New task force forming to investigate online child sexual exploitation and internet crimes against children

Bartholomew County’s newest law enforcement task force will focus on combating online child sexual exploitation and internet crimes against children.

That’s according to 33-year law enforcement veteran Jay Frederick, who became the first full-time criminal investigator to work exclusively for the Bartholomew County Prosecutor’s office late last year.

Under a Memorandum of Understanding, the Columbus Police Department (CPD), the Bartholomew County Sheriff’s Office (BCSO) and the office of Bartholomew County Prosecutor Lindsey Holden-Kay will combine their knowledge and resources to form the task force, Frederick said.

“We are more powerful when together, and sharing ideas that work,” he said.

Having multiple agencies working together to solve mutual problems is no different than how the Joint Narcotics Enforcement Team or the Intelligence Led Policing Unit in Bartholomew County operate, Frederick said.

The local task force will fall under the umbrella of the statewide Indiana Internet Crimes Against Children (ICAC) Task Force. Overseen by the Indiana State Police, ICAC is one of 62 coordinated task forces in the United States.

There has always been a certain number of individuals who prey on youth, Frederick said.

“What’s new is that online enticement and technology has been facilitating crimes against children, with the number of crimes increasing globally at an exponential rate,” Frederick told the Bartholomew County Commissioners Monday.

Originally, the new alliance had requested a grant of $21,900 from the ICAC Task Force, Bartholomew County commissioners Chairman Larry Kleinhenz said. However, only $6,660 has been awarded that must be spent on computer equipment and training, he said.

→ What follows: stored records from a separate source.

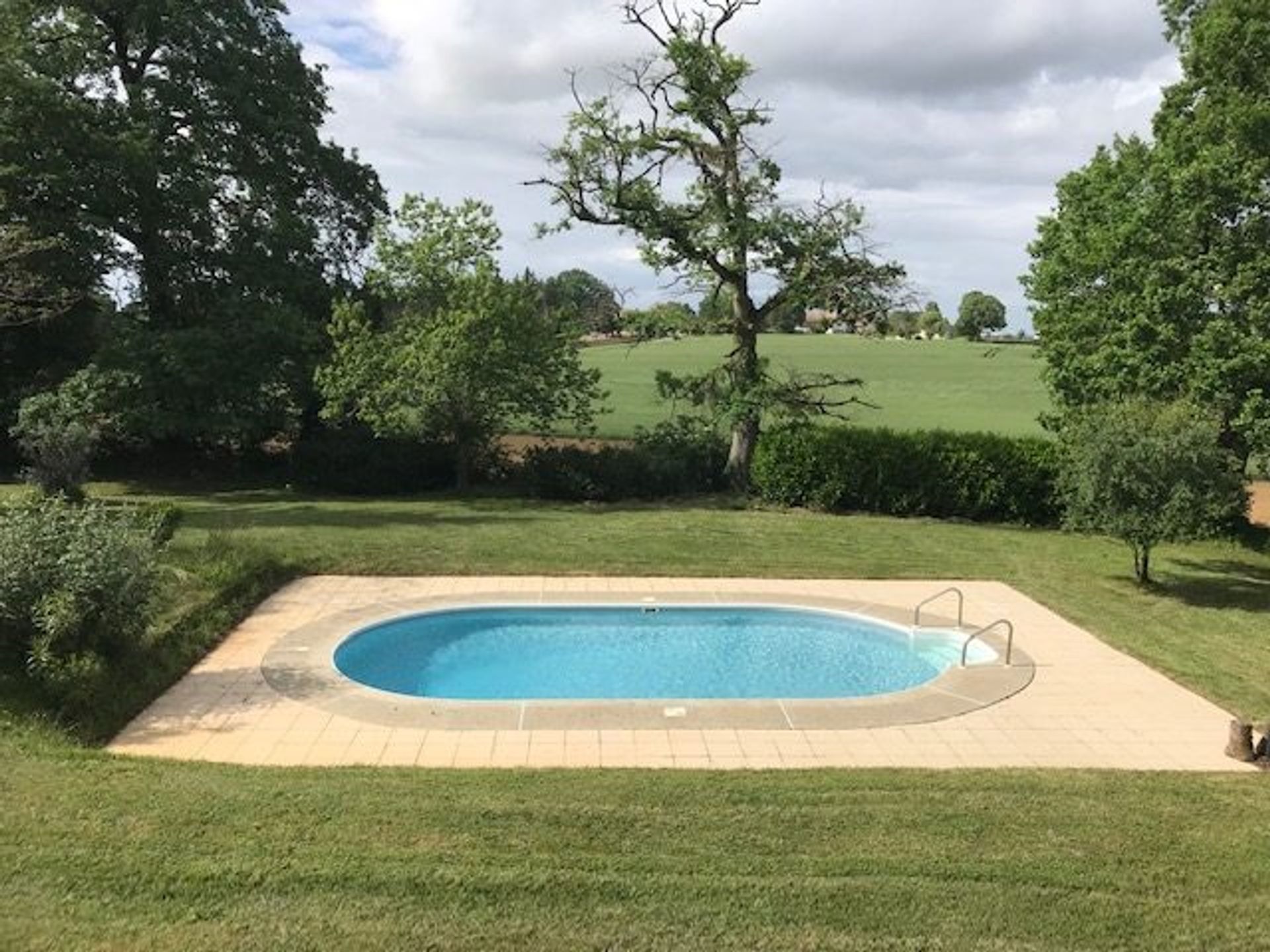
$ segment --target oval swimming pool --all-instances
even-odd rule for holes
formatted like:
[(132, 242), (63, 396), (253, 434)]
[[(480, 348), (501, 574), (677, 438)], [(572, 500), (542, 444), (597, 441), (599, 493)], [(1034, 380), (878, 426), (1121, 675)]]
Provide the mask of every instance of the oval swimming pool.
[[(362, 628), (335, 668), (381, 691), (466, 701), (842, 698), (923, 684), (951, 632), (753, 605), (456, 608)], [(972, 645), (970, 660), (994, 658)]]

“But what this task force does is enable us to access funding distributed across the country to help local jurisdictions like ours,” Frederick said.

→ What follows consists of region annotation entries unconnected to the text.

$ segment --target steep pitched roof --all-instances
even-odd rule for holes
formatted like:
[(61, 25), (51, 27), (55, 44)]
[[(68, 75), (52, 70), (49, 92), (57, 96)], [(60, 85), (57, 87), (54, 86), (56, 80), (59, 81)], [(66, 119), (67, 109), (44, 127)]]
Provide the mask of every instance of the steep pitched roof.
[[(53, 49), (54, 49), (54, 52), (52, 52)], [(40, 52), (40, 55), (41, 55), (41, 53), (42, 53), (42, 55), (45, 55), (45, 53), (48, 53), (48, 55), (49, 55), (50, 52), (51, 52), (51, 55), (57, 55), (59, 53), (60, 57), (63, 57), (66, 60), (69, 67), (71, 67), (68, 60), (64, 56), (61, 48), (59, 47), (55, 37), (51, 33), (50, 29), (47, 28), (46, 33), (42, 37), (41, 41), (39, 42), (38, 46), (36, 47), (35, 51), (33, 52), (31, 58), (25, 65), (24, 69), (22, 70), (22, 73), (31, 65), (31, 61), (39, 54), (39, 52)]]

The key for making the new local task force successful will be obtaining the right type of computers and trained personnel who know how to use them, the investigator told the commissioners.

ICAC was developed in 1998 in response to an ever-increasing number of children and teenagers using the internet, the growing amount of online images depicting child sexual abuse, and increasing online activity by people seeking to contact and exploit children and teens.

Across Indiana, ICAC has helped state and local law enforcement agencies conduct approximately 184,700 investigations, which led to the arrest of more than 10,800 offenders during the last fiscal year.

Funding for the program during the same period totaled $40.8 million to support personnel, training and technical assistance. ICAC Task Force funding is supported under the Missing and Exploited Children appropriation included in the Department of Justice fiscal year appropriation.